Classical Data Mining Classifiers are the current state-of-the-art for Predicting Buying Sessions, specifically Ensemble learners [20] and Support Vector Machines [19]. Those are followed by Deep Learning classifiers. It is interesting to observe the drop in performance when going to the task of Predicting Purchase Decision, which proves it is the most complex task due to the fine-grained predictions aimed at it. Concerning performance, the classical Collaborative Filtering approach is the most robust, comprised of a Latent Factor Model [30] and Matrix Factorization [31]. Those are followed by Classical Data Mining and Deep Learning classifiers.

3.4 Research Agenda

We derive a research agenda based on the targeted research gaps and findings of this review, containing the following directions:

  • Sequential Learning: Few proposals have explored sequential ML models in this literature. Examples are recurrent neural networks, which are only adopted in three studies [25, 33, 40]. Such models are indicated to learn the evolving consumer behavior over time, and sequential patterns such as “She is buying a phone case after purchasing a smartphone”.

  • Interpretability: It is noticed the majority of authors reporting higher performance as those applying Classical Data Mining and Deep Learning classifiers, which also have a black-box nature. Indeed, interpretability seems not to be the focus of this recent literature.

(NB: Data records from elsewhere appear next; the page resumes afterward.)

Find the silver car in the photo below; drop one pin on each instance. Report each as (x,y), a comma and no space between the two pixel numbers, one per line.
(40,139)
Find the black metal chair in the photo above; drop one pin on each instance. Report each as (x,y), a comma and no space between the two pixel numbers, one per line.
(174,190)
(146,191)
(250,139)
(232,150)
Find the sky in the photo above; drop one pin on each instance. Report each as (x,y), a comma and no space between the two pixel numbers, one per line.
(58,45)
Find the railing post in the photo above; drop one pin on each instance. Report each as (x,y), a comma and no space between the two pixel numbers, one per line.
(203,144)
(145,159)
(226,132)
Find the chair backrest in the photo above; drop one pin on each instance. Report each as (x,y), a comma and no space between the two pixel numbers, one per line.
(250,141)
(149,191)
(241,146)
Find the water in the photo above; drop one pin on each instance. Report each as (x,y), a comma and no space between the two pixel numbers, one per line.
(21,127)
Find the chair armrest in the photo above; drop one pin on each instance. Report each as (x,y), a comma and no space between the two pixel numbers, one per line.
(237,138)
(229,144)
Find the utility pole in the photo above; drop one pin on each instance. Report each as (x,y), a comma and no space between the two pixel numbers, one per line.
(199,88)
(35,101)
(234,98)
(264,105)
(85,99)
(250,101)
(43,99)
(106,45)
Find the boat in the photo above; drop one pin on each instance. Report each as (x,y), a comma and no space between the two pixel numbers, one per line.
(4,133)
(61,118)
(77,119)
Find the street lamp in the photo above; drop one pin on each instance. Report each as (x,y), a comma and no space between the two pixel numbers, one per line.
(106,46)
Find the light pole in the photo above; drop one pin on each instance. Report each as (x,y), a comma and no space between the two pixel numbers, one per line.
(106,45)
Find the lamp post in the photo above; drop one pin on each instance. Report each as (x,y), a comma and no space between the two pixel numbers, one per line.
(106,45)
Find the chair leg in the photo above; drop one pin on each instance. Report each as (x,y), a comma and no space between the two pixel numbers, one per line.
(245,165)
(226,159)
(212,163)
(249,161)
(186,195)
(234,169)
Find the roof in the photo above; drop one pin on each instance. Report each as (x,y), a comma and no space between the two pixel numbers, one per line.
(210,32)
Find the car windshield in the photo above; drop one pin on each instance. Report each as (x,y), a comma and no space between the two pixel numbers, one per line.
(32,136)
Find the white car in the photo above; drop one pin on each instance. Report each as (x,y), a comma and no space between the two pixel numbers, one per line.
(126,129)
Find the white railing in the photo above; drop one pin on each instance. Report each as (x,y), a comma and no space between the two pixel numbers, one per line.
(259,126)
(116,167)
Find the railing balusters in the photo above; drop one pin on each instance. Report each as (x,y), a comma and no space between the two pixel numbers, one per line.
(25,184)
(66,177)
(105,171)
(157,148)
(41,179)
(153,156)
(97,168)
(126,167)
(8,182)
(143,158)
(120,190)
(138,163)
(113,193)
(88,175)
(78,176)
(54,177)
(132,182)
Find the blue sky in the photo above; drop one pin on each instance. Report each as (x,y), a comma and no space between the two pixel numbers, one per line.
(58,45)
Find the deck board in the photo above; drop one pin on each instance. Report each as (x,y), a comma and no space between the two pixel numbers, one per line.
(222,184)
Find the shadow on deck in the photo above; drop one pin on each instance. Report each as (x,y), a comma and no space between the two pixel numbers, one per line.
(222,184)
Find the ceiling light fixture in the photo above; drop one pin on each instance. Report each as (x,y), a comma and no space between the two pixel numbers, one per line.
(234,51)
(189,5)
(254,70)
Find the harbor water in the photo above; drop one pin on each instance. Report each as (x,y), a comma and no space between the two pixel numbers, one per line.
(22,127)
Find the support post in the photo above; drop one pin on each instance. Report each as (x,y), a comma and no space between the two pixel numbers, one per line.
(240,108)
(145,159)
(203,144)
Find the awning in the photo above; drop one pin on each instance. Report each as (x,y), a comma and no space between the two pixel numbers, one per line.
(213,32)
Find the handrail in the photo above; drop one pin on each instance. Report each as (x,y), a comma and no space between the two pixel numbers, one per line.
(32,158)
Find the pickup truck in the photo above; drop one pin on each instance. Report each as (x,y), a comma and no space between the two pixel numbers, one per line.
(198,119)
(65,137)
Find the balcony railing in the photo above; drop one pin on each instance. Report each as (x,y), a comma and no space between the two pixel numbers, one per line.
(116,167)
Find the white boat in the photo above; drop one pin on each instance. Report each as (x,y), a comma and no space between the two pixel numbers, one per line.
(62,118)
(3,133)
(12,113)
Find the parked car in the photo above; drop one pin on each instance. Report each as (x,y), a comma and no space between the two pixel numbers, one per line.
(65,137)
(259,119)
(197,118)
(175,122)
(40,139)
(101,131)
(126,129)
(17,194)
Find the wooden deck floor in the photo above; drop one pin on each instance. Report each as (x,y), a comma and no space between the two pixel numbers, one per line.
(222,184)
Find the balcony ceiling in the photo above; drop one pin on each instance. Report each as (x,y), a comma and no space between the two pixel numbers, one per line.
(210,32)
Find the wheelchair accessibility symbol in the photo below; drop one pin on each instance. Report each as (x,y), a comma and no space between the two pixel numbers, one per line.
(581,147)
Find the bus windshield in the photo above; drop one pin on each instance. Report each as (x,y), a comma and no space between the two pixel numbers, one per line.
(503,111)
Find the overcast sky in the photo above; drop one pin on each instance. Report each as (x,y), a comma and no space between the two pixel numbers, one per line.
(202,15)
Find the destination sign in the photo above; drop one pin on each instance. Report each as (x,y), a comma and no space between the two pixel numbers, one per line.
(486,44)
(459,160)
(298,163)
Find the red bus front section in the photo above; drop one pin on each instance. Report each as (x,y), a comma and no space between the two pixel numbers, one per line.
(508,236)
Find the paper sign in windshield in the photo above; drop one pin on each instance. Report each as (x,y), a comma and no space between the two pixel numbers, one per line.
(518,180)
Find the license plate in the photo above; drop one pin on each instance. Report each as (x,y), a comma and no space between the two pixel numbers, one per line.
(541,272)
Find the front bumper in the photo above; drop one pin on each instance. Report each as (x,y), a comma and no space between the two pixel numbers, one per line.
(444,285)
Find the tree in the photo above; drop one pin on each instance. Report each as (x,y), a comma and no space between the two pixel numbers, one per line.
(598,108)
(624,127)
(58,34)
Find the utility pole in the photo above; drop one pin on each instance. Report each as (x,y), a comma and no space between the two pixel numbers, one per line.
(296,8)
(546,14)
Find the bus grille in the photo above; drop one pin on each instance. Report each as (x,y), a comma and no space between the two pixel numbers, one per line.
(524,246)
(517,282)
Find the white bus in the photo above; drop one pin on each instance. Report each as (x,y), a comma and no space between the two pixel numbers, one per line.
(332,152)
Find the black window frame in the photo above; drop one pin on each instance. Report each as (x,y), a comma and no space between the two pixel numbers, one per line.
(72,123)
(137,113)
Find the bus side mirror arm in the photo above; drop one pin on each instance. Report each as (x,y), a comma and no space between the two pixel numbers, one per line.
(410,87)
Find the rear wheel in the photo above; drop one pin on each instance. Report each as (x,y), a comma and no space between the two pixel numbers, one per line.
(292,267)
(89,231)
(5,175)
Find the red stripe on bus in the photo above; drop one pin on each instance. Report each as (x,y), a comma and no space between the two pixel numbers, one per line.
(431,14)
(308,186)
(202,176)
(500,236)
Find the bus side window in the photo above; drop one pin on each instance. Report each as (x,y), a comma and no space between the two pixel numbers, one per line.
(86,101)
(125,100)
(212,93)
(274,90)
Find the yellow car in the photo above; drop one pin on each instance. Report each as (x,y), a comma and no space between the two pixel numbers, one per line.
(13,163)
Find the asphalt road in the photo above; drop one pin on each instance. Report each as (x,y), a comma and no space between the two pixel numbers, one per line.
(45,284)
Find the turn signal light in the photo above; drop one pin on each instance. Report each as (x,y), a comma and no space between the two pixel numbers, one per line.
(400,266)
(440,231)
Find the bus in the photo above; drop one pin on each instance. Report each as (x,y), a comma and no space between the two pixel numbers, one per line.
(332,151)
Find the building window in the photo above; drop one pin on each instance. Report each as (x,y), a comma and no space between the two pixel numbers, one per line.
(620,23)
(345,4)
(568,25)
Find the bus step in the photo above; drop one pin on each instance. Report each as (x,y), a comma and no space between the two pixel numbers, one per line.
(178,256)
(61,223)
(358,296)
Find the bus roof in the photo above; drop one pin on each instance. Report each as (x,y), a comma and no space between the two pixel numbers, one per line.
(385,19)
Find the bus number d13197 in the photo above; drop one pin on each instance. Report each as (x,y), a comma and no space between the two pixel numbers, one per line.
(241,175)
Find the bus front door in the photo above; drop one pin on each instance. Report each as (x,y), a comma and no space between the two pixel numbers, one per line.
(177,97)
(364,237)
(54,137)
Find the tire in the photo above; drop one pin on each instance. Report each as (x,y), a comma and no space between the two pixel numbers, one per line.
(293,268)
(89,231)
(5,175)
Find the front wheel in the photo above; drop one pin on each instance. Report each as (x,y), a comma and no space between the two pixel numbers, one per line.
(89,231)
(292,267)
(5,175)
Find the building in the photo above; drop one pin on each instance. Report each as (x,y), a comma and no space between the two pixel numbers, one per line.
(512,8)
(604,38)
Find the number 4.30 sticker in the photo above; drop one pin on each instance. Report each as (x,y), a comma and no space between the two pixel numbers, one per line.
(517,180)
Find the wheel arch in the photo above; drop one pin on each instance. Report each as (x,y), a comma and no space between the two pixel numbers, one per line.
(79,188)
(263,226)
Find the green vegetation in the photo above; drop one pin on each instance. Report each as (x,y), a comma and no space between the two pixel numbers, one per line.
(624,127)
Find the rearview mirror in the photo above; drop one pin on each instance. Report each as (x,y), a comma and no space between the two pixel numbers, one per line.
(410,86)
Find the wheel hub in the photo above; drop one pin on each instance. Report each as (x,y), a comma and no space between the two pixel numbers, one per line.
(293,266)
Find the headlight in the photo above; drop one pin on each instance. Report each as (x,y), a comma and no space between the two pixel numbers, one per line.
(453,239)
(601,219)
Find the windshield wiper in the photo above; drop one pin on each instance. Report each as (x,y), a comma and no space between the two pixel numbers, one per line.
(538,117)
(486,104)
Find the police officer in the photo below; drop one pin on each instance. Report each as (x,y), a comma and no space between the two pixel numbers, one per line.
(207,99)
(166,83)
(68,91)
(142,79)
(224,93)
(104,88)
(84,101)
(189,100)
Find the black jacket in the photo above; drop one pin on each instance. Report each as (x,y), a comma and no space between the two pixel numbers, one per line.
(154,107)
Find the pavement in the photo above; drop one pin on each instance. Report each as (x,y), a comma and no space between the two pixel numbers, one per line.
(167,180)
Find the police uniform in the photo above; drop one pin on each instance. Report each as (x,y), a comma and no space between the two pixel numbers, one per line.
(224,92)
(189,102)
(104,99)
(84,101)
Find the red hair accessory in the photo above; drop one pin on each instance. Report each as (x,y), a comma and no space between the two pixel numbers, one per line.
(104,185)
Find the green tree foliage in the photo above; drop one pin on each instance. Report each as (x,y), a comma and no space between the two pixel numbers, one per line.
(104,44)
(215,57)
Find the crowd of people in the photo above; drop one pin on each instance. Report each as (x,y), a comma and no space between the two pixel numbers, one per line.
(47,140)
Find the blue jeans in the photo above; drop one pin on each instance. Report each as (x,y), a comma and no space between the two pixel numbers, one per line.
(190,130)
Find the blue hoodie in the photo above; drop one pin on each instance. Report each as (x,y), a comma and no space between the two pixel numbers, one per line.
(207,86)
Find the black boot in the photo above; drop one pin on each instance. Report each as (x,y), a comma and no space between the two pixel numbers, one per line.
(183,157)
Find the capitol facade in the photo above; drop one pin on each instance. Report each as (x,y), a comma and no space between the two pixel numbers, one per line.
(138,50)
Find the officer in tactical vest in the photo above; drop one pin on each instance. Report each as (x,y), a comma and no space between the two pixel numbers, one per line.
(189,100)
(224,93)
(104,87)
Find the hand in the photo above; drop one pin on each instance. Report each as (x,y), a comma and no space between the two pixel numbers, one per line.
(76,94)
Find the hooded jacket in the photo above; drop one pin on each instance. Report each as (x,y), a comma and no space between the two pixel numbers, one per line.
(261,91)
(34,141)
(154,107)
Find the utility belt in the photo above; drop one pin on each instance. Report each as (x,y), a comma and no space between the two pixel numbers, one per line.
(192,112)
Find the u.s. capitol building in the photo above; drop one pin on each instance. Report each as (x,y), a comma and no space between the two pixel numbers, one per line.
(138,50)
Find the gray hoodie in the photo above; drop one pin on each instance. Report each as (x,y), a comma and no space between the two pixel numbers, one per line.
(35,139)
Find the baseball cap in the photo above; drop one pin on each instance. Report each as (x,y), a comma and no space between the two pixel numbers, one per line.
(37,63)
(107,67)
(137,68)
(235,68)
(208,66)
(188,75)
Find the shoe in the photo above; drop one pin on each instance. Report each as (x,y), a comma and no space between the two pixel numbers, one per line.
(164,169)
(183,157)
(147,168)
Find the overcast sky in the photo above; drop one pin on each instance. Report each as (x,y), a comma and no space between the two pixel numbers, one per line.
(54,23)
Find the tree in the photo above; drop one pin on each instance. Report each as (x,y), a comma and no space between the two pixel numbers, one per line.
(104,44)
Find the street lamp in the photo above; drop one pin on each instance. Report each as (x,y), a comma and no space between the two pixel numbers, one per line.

  • Customer Data and General Data Protection Regulation (GDPR): Given the rise of privacy policies with GDPR in Europe, it is needed more research on the trade-off between the amount of data required and protection of customers’ privacy, regarding the performance of purchase prediction tasks.

  • Dataset for benchmarking: There is no clear consensus on datasets for state-of-the-art comparison in this literature, as many studies have used private data. However, we observed a significant adoption of the Recsys 2015 challenge data [17, 25, 31, 39, 40, 42], which suggests this dataset as a candidate in this regard.

  • Evaluation in Multiple E-commerce Platforms: Most researchers evaluate their proposed predictive methods in a single dataset, or focus on specific E-commerce settings. Therefore it is hard to argue their methodologies are general for multiple E-commerce platforms, such as general-purpose and specialized marketplaces.

  • Feature Engineering and Feature Learning: It was noticed that the well-performing proposals adopting Classical ML models had been heavily investing in Feature Engineering. However, more investigation in the field of Feature Learning is recommended in this area, or the combination of those two methodologies in purchase prediction online.

  • Creation Process of Personalized Feature Engineering Functions: Some researchers explore the creation of personalized functions in Feature Engineering, such as the popularity of a product [17], the diversity of customer behavior [18, 35] and graph metrics [21]. It could be relevant to map this creation process, and help other researchers in establishing such novel features for customer behavior online.

  • A Framework for Purchase Prediction Tasks in E-commerce: Existing proposals focus on one of the three tasks identified, but there is a lack of a view into how those tasks can work together. Therefore, further research could be taken to provide a framework which aligns the identified tasks in this review.

4 Final Remarks

This study presents a systematic literature review of recent proposals in consumer purchase prediction in E-commerce. A novel conceptual framework provides lenses in the state-of-the-art of this field. It is noticed that, despite the broad literature, there is still a need for an in-depth investigation of specific directions. Therefore, a research agenda is provided, illustrating potential future work demands.

A next step would be to adopt a benchmark dataset, and evaluate predictive methodologies in multi-task settings, such as to forecast the next product, purchase time, or amount a customer will likely buy. Therefore, it is relevant to investigate the construction of a framework for purchase prediction, which considers the combination of three tasks identified in this review.